This function returns a pandas DataFrame, where each row contains data about a cohort, and the columns provide the different statistic values and their confidence intervals. Let’s take a look at all the available columns:

df_stats_tz_admin2_year.columns
Index(['cohort', 'theta_pi', 'theta_pi_estimate', 'theta_pi_bias',
       'theta_pi_std_err', 'theta_pi_ci_err', 'theta_pi_ci_low',
       'theta_pi_ci_upp', 'theta_w', 'theta_w_estimate', 'theta_w_bias',
       'theta_w_std_err', 'theta_w_ci_err', 'theta_w_ci_low', 'theta_w_ci_upp',
       'tajima_d', 'tajima_d_estimate', 'tajima_d_bias', 'tajima_d_std_err',
       'tajima_d_ci_err', 'tajima_d_ci_low', 'tajima_d_ci_upp', 'taxon',
       'year', 'month', 'country', 'admin1_iso', 'admin1_name', 'admin2_name',
       'longitude', 'latitude'],
      dtype='object')

A simple way to visualise these statistics and compare cohorts is to make a bar plot. Let’s do this for nucleotide diversity using plotly express.

px.bar(
    data_frame=df_stats_tz_admin2_year,
    x="cohort",
    y="theta_pi_estimate",
    error_y="theta_pi_ci_err",
    color="taxon",
    height=450,
    width=500,
)

Above we chose to colour the bars by taxon, which helps to see some of the patterns in the data. For example, we have three An. arabiensis cohorts, all of which have nearly identical nucleotide diversity. We also have two An. gambiae cohorts, both of which have higher nucleotide diversity. There is also a significant difference between the two An. gambiae cohorts from the east and west of the country. Finally, we have one cohort representing the putative cryptic taxon which we have provisionally labelled gcx3 (see workshop 4, module 4).

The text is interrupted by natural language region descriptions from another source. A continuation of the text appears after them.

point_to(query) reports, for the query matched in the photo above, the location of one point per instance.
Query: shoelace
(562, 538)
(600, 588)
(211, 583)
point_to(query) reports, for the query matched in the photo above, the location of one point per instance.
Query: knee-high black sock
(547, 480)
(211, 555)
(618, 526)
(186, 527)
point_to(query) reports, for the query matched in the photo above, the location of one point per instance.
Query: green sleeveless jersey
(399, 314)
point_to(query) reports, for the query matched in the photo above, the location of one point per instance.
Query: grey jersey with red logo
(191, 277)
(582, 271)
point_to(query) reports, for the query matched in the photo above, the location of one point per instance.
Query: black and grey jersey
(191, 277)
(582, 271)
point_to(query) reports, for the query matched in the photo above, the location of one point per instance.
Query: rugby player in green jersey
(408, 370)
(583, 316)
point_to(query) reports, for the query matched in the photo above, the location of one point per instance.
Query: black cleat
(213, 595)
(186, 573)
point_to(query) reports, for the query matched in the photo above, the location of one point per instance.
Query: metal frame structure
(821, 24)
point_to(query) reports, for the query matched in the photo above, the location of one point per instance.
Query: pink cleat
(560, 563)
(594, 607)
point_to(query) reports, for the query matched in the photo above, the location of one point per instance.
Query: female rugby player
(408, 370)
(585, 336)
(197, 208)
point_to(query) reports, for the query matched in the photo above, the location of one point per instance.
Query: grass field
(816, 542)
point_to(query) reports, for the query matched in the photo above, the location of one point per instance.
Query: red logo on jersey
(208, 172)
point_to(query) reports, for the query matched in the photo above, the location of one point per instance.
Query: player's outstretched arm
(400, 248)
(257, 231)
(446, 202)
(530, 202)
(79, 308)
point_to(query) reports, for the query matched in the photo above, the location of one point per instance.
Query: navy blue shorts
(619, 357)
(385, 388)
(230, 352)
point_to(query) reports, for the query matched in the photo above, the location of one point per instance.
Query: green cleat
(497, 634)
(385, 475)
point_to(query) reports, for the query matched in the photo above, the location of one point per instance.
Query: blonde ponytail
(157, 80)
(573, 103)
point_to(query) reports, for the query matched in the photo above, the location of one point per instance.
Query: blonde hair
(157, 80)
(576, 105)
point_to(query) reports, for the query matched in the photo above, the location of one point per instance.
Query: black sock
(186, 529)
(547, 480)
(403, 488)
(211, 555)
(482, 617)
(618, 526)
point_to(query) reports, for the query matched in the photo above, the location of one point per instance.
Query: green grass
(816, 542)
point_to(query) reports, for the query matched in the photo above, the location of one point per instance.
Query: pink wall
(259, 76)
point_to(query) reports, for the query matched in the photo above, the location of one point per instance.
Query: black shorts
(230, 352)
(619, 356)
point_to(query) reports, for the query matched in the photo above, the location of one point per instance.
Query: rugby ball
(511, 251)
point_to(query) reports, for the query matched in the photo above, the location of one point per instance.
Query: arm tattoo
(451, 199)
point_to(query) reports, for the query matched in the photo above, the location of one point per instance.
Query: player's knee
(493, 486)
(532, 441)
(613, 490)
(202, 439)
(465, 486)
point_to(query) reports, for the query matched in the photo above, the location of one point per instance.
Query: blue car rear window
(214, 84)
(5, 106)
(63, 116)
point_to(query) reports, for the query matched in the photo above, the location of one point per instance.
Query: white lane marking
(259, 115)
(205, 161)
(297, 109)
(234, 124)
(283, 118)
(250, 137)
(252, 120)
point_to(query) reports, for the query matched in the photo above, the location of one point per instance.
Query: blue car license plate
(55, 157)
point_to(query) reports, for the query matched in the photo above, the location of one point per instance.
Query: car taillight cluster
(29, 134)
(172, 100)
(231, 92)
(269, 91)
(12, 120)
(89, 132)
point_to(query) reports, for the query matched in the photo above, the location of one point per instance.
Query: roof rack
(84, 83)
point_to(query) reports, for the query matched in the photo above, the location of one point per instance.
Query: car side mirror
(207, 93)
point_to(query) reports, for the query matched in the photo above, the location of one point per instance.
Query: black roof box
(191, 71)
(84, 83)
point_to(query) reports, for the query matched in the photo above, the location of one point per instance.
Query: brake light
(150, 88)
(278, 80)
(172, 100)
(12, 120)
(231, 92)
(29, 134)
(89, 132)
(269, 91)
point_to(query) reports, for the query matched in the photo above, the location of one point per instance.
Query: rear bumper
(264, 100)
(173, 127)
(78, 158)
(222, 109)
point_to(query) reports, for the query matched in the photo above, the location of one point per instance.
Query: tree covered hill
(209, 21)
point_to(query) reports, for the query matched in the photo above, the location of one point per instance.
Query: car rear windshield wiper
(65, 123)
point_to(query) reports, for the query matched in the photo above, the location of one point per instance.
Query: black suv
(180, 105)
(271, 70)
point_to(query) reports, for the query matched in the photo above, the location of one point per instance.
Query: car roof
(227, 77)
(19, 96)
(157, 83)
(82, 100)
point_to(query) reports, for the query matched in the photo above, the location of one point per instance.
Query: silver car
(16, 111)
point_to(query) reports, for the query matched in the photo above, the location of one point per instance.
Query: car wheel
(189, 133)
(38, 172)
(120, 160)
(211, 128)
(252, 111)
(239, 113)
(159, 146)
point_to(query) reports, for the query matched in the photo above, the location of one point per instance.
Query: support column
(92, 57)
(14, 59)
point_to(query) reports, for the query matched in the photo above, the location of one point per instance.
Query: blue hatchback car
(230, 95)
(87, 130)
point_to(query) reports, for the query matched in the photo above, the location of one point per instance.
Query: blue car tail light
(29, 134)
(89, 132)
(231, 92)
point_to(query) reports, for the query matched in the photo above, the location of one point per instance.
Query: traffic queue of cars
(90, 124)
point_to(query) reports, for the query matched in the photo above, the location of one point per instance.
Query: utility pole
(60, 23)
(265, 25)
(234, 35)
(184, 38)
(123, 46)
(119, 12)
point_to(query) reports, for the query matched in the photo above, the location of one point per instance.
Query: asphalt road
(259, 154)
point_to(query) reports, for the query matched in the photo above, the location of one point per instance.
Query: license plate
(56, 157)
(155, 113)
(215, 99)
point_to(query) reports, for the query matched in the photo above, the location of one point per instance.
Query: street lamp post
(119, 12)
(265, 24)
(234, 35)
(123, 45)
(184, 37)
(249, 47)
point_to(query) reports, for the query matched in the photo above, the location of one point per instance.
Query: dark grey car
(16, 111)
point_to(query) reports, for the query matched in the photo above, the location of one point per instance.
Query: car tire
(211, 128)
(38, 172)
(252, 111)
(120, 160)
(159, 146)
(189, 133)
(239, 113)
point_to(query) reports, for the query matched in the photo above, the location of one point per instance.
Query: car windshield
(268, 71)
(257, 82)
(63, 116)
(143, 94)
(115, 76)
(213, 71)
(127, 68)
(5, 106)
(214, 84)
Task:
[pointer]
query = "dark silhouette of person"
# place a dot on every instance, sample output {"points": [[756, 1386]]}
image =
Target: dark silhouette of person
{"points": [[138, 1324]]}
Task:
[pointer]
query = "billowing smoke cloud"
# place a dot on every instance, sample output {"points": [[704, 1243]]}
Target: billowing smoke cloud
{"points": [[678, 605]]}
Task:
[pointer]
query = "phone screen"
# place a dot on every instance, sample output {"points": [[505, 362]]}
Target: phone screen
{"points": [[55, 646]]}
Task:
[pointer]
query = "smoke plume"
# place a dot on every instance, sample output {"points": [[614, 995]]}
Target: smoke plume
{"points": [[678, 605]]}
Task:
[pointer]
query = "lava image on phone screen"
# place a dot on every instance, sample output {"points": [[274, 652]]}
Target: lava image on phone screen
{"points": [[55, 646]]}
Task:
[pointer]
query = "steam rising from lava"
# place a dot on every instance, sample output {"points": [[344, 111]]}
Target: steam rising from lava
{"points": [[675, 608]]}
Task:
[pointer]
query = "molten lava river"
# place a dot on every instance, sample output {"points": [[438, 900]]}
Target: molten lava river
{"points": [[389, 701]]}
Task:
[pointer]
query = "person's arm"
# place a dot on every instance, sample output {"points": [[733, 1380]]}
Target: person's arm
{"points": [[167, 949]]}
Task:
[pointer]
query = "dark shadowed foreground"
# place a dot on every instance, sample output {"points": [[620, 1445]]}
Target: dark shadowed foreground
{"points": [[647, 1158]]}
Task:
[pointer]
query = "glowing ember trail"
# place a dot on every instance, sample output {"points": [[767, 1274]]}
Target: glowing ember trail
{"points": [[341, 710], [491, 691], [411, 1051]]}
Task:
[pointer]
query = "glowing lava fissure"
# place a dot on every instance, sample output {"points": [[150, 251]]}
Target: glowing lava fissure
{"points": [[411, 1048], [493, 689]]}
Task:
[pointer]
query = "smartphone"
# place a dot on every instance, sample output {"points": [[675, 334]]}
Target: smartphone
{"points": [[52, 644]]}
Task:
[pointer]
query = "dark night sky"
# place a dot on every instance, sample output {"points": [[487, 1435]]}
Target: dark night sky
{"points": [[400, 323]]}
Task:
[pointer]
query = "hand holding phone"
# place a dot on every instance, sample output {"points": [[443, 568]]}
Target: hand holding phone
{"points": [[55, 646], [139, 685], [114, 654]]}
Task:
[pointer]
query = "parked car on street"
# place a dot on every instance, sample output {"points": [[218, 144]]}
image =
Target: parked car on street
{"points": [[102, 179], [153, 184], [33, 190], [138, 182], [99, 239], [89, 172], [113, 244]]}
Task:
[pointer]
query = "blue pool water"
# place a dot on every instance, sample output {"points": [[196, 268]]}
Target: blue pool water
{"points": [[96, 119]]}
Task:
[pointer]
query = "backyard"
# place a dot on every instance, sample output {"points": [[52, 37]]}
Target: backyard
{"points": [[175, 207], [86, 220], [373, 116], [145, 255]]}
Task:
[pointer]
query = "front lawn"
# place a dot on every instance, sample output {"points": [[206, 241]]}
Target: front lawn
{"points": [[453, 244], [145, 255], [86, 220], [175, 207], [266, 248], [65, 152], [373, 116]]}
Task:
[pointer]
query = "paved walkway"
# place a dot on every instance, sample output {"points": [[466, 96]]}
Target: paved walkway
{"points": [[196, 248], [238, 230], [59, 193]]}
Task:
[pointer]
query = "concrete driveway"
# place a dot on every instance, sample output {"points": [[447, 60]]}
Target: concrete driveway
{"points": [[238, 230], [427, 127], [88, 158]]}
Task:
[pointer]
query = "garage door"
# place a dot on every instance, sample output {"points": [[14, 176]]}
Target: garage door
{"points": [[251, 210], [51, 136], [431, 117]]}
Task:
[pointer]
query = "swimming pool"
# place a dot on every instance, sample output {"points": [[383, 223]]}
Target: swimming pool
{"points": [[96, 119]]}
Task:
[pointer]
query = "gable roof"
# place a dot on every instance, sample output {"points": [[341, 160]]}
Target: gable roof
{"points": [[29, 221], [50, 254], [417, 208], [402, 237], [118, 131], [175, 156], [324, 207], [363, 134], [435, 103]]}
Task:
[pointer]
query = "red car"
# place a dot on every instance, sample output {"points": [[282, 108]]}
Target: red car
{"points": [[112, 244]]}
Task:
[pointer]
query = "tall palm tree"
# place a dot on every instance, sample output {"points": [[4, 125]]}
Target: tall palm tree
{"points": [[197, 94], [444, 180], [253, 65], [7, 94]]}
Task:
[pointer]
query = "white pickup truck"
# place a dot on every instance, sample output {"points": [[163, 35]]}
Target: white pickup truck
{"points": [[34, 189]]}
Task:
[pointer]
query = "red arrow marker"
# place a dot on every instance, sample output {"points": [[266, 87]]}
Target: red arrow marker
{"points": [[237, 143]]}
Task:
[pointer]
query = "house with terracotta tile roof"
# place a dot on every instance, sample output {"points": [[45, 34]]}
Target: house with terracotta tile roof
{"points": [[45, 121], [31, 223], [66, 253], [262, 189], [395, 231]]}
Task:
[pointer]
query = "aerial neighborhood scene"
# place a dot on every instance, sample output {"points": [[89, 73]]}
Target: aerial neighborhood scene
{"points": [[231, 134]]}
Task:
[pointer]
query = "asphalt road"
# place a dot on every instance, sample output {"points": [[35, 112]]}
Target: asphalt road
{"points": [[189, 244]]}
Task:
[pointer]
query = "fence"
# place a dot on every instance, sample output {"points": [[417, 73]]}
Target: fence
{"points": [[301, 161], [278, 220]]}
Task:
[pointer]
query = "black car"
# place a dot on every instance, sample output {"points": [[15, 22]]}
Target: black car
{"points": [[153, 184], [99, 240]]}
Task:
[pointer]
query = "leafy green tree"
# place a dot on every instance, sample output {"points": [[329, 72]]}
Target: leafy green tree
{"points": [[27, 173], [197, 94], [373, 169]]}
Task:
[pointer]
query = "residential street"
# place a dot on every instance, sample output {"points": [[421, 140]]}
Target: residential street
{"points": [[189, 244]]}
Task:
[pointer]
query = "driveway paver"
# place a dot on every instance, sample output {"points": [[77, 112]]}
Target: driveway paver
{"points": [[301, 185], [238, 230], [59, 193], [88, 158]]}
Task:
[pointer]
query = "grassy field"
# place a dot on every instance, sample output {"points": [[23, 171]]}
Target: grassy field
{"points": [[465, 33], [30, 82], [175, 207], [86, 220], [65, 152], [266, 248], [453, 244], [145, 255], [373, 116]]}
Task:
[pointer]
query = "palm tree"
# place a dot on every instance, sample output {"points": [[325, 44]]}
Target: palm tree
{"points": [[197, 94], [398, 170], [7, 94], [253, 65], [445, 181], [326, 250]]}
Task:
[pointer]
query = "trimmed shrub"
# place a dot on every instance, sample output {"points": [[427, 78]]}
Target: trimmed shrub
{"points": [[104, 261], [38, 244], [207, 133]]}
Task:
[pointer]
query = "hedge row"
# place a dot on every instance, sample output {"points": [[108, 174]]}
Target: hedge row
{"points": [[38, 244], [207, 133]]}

We also would like to make similar plots to visualise Watterson’s estimator and Tajima’s D. Because we’ll want to make these plots often, let’s define a simple function to make all the plots we need.

def plot_diversity_stats(
    df_stats, 
    color=None, 
    height=450, 
    template="plotly_white"
):

    # set up common plotting parameters
    hover_name = "cohort"
    hover_data = [
        "taxon",
        "country",
        "admin1_iso",
        "admin1_name",
        "admin2_name",
        "year",
        "month",
    ]
    labels = {
        'theta_pi_estimate': r'$\widehat{\theta}_{\pi}$',
        'theta_w_estimate': r'$\widehat{\theta}_{w}$',
        'tajima_d_estimate': r'$D$',
        'cohort': "Cohort",
        'taxon': 'Taxon',
        'country': "Country",
    }
    category_orders = {
        "taxon": ["arabiensis", "gambiae", "gcx3", "coluzzii", "gcx1", "gcx2"],
    }
    width = 300 + 30 * len(df_stats)

    # nucleotide diversity bar plot
    fig = px.bar(
        data_frame=df_stats,
        x="cohort",
        y="theta_pi_estimate",
        error_y="theta_pi_ci_err",
        title="Nucleotide diversity",
        color=color,
        height=height,
        width=width,
        hover_name=hover_name,
        hover_data=hover_data,
        labels=labels,
        template=template,
        category_orders=category_orders,
    )
    fig.show()

    # watterson estimator bar plot
    fig = px.bar(
        data_frame=df_stats,
        x="cohort",
        y="theta_w_estimate",
        error_y="theta_w_ci_err",
        title="Watterson estimator",
        color=color,
        height=height,
        width=width,
        hover_name=hover_name,
        hover_data=hover_data,
        labels=labels,
        template=template,
        category_orders=category_orders,
    )
    fig.show()

    # tajima's d bar plot
    fig = px.bar(
        data_frame=df_stats,
        x="cohort",
        y="tajima_d_estimate",
        error_y="tajima_d_ci_err",
        title="Tajima's D",
        color=color,
        height=height,
        width=width,
        hover_name=hover_name,
        hover_data=hover_data,
        labels=labels,
        template=template,
        category_orders=category_orders,
    )
    fig.show()

    # scatter plot comparing diversity estimators
    fig = px.scatter(
        data_frame=df_stats,
        x="theta_pi_estimate",
        y="theta_w_estimate",
        error_x="theta_pi_ci_err",
        error_y="theta_w_ci_err",
        title="Diversity estimators",
        color=color,
        width=500,
        height=500,
        hover_name=hover_name,
        hover_data=hover_data,
        labels=labels,
        template=template,
        category_orders=category_orders,
    )
    fig.show()

Let’s now make these plots for our Tanzanian cohorts.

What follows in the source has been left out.